Several behaviors that motorists exhibit while behind the wheels can qualify as reckless driving in Virginia. “Reckless driving causes nearly a third of all deaths involving major car accidents, which are more than 13,000 each year,” explains attorney Karin Riley Porter. As a result, you can be charged by an officer and can be found guilty or not guilty by a judge.

Types of Reckless Driving

Reckless driving is in different forms and includes:

1. Driving a vehicle with a mechanical fault

Va. Code § 46.2-853 considers driving a vehicle with faulty brakes as a reckless driving offense. Therefore, if a driver cannot maintain proper vehicle control, the driver will be held liable for reckless driving. However, if a driver could prove that they didn’t have prior knowledge that the vehicle was faulty, it would be possible to avoid conviction.

2. Not giving out the right signals when required

Not giving out a signal while driving on Virginia road is an offense under section 46.2-860 of the Virginia Code. Motorists are required to start signaling 50 feet away from the place they would be turning where the speed limit is not above 35 mph. In situations where the speed limit is above 35 mph, drivers are required to signal 100 feet away from where they would take a turn.

3. Driving alongside another vehicle on a single lane road

In Virginia, driving two vehicles abreast on a one-lane road is considered a reckless driving offense. This rule, however, only applies to vehicles and has no implications on motorcycles and bikes. If found liable, the offender will face charges.

4. Overspeeding

Different Virginia roads are subject to variable speed limits. A driver can face charges for reckless driving if they exceed the speed limit specified by law on each road network. According to the Va. Code §46.2-862, a driver can face convictions for reckless driving if they exceed the specified speed limit by 20 mph or drive above 80 mph.

5. Driving with an impaired view

Some drivers overload their cars or carry passengers who prevent them from seeing all sides of the road. Overloading is most common in trucks. If the passenger’s sitting position in any way obstructs the driver’s view, then the driver can be charged for reckless driving.

6. Racing on Public Property

Section 46.2-865 of the Virginia Code considers car racing on any property that is open to the members of the public without authorization as reckless driving. If found guilty, the state can withdraw the license of the driver for up to six months.

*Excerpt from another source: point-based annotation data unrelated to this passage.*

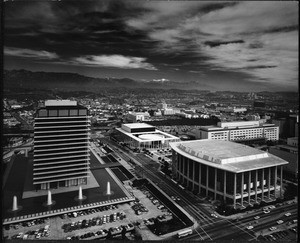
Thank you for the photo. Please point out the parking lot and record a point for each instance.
(102, 222)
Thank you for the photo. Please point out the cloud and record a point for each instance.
(116, 61)
(19, 52)
(161, 80)
(259, 39)
(218, 43)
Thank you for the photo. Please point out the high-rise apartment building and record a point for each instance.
(61, 145)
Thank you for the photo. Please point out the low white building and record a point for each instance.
(239, 131)
(138, 116)
(142, 135)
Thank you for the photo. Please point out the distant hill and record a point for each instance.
(76, 82)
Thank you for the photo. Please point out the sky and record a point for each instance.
(238, 46)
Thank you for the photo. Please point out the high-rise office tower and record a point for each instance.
(61, 145)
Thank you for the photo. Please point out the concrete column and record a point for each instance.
(215, 186)
(242, 189)
(262, 184)
(281, 181)
(234, 191)
(188, 172)
(224, 195)
(249, 186)
(199, 178)
(275, 180)
(269, 182)
(193, 175)
(255, 185)
(206, 180)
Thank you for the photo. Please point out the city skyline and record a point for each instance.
(238, 46)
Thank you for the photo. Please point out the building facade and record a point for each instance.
(61, 145)
(144, 136)
(239, 131)
(231, 172)
(138, 116)
(288, 152)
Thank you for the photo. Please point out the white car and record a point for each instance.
(280, 221)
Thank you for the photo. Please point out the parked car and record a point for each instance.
(280, 221)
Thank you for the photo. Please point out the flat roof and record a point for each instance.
(60, 103)
(225, 155)
(137, 125)
(167, 136)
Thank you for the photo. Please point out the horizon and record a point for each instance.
(217, 46)
(155, 88)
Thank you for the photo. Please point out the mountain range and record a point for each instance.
(76, 82)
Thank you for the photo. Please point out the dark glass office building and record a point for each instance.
(61, 145)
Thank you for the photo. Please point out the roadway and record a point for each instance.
(209, 228)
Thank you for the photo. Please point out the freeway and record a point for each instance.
(209, 228)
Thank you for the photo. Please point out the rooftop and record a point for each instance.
(137, 125)
(60, 103)
(226, 155)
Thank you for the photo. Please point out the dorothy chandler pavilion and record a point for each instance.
(238, 174)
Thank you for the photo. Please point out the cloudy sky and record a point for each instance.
(239, 46)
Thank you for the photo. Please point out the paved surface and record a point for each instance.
(56, 223)
(34, 205)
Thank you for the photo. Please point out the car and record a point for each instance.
(280, 221)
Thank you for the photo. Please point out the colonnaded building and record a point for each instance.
(239, 131)
(238, 174)
(143, 135)
(61, 145)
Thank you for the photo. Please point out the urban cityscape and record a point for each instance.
(98, 146)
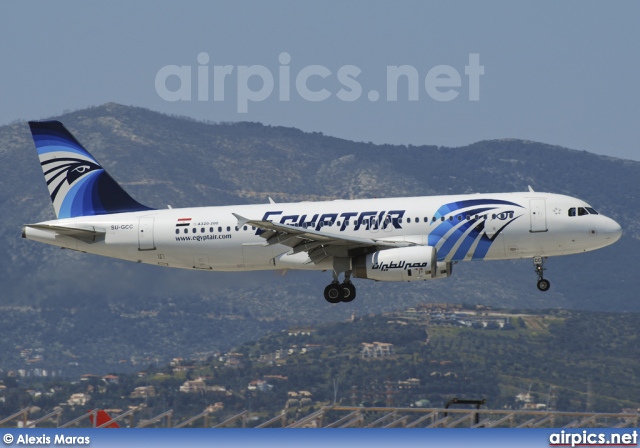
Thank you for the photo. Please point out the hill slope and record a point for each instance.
(164, 160)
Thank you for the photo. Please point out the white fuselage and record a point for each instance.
(462, 227)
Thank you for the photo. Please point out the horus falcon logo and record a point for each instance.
(67, 170)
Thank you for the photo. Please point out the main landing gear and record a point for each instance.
(338, 292)
(543, 284)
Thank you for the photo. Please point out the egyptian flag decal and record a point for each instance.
(183, 222)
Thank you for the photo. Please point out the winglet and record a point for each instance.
(241, 219)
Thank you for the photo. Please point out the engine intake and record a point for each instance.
(405, 264)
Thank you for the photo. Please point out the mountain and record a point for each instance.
(166, 160)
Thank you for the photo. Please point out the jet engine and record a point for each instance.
(405, 264)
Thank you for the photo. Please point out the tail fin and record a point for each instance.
(78, 185)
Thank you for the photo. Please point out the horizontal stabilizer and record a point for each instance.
(88, 234)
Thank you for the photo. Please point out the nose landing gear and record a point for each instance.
(543, 284)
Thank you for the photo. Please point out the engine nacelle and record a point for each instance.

Penalties for Reckless Driving in Virginia

A reckless driving conviction may attract different penalties to the offender, some of which may include:

  • A suspension of the driver’s license for six months or more
  • Up to one-year jail term
  • Fine amounting to $2,500
  • Increase in auto insurance
  • Ineligibility for car rentals
  • Possibility of permanent seizure of vehicle if found guilty of unauthorized car racing

Conclusion

Reckless driving is a severe offense in Virginia. If you are charged with the crime and convicted, it can stay in your driving records for up to 11 years. However, with the help of an experienced Virginia traffic attorney, you can get a lesser charge for the offense.